Heródoto (485?-420
a.C), em suas Histórias (Livro III, §§ 80-82), trouxe uma Discussão Célebre, reproduzida por Bobbio, sendo que deste extraio:
Uma história das tipologias das formas de
governo, (...) entre três persas-Otanes, Megabises e Dario-sobre a melhor
forma de governo a adotar no seu país depois da morte de Cambises. O episódio,
puramente imaginário, teria ocorrido na segunda metade do século VI
antes de Cristo, mas o narrador, Heródoto, escreve no século seguinte.
De qualquer forma, o que há de notável é o grau de desenvolvimento que já tinha
atingido o pensamento dos gregos sobre a políticaura século antes da grande
sistematização teórica de Platão e Aristóteles (no século IV).
A passagem é verdadeiramente exemplar
porque, como veremos, cada uma das três personagens defende uma das três formas de governo que poderíamos denominar de
"clássicas" - não só porque foram transmitidas pelos autores
clássicos mas também porque se tornaram categorias da reflexão política
de todos os tempos (razão por que são clássicas mas igualmente
modernas). Essas três formas são: o governo de muitos, de poucos e de um
só, ou seja, "democracia", "aristocracia" e "monarquia",
embora naquela passagem não encontremos ainda todos os termos com que
essas três modalidades de governo foram consignadas à tradição que
permanece viva até nossos dias. Dado o caráter exemplar do trecho, e sua
brevidade, convém reproduzi-lo integralmente:
"Cinco dias depois de os ânimos se
haverem acalmado, aqueles que se rebelaram contra os magos examinaram a
situação; as palavras que disseram então pareceriam incríveis a alguns gregos,
mas foram realmente pronunciadas.
Otanes propôs entregar o poder ao povo
persa, argumentando assim: 'Minha opinião é que nenhum de nós deve ser feito
monarca, o que seria penoso e injusto. Vimos até que ponto chegou a
prepotência de Cambises, e sofremos depois a dos magos. De que forma
poderia não ser irregular o governo monárquico se o governo monárquico
se o monarca pode fazer o que quiser, se não é responsável perante nenhuma
instância?
Conferindo tal poder, a monarquia afasta
do seu caminho normal até mesmo o melhor dos homens. A posse de grandes
riquezas gera nele a prepotência, e a inveja é desde o princípio parte
da sua natureza. Com esses dois defeitos, alimentará todas as
malvadezas: cometerá de fato os atos mais reprováveis, em alguns casos devido
à prepotência, em outros à inveja. Poderia parecer razoável que o monarca
e tirano fosse um homem despido de inveja, já que possui tudo.

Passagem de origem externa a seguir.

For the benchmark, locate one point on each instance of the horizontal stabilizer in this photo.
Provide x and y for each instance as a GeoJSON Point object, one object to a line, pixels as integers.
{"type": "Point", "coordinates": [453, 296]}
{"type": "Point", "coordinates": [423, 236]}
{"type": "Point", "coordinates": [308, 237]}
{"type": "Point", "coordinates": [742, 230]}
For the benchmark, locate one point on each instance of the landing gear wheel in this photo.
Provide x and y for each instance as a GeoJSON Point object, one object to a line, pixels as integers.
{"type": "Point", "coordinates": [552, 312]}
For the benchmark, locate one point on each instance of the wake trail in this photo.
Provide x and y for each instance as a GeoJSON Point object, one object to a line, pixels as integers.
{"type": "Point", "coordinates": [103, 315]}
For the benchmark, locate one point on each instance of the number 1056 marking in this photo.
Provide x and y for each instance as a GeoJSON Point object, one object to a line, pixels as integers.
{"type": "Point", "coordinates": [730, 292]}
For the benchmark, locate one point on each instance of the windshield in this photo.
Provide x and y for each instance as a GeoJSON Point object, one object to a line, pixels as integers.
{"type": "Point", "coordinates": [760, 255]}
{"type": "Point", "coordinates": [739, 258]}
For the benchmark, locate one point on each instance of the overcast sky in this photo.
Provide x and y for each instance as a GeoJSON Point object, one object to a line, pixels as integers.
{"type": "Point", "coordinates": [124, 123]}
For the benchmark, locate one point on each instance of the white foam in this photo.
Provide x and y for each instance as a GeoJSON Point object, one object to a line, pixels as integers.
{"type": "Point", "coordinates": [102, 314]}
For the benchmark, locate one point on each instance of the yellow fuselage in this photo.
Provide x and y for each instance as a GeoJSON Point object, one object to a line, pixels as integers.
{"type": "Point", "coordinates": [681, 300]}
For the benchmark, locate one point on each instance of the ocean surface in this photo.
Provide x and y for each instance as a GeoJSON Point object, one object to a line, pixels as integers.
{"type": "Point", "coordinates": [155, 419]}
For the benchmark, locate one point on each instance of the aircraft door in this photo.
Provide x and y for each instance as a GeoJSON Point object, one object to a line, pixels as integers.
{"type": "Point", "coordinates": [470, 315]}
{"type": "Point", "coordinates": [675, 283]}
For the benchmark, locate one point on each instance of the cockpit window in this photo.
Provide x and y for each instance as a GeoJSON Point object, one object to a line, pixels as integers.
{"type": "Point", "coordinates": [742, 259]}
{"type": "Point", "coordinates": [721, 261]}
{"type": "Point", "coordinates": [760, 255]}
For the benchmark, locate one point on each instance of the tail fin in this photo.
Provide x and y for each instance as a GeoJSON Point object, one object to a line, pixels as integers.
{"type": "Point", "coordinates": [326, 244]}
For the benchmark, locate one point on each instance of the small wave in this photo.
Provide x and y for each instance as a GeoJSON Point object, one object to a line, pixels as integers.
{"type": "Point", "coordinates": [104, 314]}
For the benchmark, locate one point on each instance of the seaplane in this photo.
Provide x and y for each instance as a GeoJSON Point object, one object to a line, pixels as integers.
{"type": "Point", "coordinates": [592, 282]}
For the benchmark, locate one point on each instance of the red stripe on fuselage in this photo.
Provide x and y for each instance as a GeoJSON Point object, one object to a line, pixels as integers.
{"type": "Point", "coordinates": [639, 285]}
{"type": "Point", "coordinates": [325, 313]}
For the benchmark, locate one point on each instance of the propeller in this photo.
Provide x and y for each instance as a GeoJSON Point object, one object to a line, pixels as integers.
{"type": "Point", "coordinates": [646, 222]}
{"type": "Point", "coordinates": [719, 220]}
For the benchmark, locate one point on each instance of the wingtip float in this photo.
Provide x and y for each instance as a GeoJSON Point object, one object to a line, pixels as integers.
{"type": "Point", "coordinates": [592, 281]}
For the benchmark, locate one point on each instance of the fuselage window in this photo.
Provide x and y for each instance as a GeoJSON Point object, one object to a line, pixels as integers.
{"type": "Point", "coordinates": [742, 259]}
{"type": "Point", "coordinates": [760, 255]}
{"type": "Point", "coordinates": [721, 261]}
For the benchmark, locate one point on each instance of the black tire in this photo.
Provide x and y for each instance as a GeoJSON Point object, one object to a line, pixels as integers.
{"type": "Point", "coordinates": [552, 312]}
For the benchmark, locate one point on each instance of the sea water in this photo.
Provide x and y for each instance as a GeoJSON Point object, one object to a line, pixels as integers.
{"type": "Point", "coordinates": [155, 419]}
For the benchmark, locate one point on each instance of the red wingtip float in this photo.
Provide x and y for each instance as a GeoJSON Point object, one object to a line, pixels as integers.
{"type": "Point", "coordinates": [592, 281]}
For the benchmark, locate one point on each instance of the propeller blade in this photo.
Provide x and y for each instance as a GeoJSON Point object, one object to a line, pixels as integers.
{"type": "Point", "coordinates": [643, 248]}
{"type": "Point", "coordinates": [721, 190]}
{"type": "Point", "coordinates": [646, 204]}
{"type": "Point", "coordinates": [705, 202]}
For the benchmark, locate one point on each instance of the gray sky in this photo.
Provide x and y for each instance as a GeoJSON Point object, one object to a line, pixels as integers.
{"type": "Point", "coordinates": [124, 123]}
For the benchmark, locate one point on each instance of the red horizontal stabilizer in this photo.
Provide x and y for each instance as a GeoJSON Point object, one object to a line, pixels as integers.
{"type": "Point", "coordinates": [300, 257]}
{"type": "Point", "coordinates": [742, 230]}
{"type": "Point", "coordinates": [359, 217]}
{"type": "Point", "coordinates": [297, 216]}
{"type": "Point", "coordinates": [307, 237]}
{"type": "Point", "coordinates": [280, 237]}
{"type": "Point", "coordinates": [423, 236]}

Na verdade, porém, do modo como trata os
súditos demonstra bem o contrário: tem inveja dos poucos bons que
permanecem, compraz-se com os piores, está sempre atento às calúnias. O
que há de mais vergonhoso é que, se alguém lhe faz homenagens com
medida, crê não ter sido bastante venerado; se alguém o venera em
excesso, se enraivece por ter sido adulado. Direi agora, porém, o que é
mais grave: o monarca subverte a autoridade dos pais, viola as mulheres,
mata os cidadãos ao sabor dos seus caprichos.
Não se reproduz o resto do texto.